Error in ==> identification_analysis at 312
[ide_moments.cond, ide_moments.ind0, ide_moments.indno, ide_moments.ino,
ide_moments.Mco, ide_moments.Pco, ide_moments.jweak, ide_moments.jweak_pair] = ...

Error in ==> dynare_identification at 376
[dum1, ideJ, ideH, ideGP, dum2 , info] = ...

Error in ==> gmmio_est1 at 438
dynare_identification(options_ident);

Error in ==> dynare at 180
evalin('base',fname) ;

What could be the problem? It's possible that depends on the trasformation I made on my data?

My (fixed) file mod is in attachment.

Re: error with svd

PostPosted: Thu Dec 11, 2014 6:29 am
by jpfeifer
For one particular parameter draw the Lyapunov equation cannot be solved. This leads to an exception in Dynare that is not correctly handled. We are working on this.

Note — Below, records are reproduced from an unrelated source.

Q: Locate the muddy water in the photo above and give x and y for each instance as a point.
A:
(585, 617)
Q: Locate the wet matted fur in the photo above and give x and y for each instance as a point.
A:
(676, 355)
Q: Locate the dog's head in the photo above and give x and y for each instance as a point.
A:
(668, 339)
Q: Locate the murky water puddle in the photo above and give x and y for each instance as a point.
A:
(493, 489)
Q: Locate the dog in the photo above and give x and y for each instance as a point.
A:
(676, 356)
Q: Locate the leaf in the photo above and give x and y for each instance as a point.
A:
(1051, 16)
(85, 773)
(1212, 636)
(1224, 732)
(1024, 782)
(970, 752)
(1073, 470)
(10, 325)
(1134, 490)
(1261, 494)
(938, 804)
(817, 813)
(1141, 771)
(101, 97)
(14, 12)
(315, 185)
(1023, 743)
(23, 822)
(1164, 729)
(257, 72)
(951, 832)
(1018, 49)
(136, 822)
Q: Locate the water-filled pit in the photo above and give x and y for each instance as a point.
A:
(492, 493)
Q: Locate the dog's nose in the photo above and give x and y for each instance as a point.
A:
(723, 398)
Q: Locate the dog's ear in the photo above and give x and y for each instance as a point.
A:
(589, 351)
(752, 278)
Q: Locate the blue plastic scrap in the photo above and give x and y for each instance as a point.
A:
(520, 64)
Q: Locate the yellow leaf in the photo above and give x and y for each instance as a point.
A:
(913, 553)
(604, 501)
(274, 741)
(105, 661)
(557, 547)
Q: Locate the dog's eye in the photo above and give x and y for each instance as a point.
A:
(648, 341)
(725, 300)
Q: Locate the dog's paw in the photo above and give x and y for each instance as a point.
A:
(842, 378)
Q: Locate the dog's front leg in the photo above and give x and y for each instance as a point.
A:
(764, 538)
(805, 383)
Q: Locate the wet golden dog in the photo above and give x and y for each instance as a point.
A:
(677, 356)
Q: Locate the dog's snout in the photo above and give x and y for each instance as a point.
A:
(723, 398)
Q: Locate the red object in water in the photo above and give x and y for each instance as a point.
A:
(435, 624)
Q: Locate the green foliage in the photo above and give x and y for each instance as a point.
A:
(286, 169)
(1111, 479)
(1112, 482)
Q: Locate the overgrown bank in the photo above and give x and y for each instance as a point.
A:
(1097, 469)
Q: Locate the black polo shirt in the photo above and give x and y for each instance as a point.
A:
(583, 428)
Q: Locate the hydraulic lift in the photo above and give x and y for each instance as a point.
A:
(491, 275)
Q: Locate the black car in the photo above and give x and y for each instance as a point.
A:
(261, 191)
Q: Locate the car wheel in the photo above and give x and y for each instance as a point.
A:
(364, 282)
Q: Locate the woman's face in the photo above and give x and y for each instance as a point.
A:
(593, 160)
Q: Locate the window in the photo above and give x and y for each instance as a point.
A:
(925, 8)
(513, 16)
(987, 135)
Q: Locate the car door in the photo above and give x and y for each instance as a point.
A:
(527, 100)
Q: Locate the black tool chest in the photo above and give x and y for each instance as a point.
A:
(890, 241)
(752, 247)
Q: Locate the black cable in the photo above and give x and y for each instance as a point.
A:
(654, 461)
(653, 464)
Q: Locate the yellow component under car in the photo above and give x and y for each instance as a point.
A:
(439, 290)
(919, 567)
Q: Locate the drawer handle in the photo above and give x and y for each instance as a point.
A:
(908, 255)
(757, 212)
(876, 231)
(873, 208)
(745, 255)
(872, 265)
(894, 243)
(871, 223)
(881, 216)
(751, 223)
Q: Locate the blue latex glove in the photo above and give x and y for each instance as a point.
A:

But given that the basic identification checks now do not spit out any complaints about rank deficiency of the H or J matrix, you fixed your identification problem. Does estimation still result in crazy estimates?

Re: error with svd

PostPosted: Thu Dec 11, 2014 9:44 am
by francesca90
My estimation now is quite better than the one I did a few days ago: the most strange thing was the non-identification of same parameters (now identified) and the estimated habit, wich was about 0.15 (or less) for Italy and now raised to 0.4. I'm not an expert of bayesian estimation of italian dynamics but I think that it could be higher than this in a country of savers. Nevertheless 0.4 could be realistic beacause the data I used is 1999:Q1 2013:Q4, which is a thight sample, when we observe a great fall of consumption due to the financial crisis. Today I will speak with my Professor to eliminate any doubt about it.
Thank's again mr Pfeifer, for your time and your passion in the dynare implementation.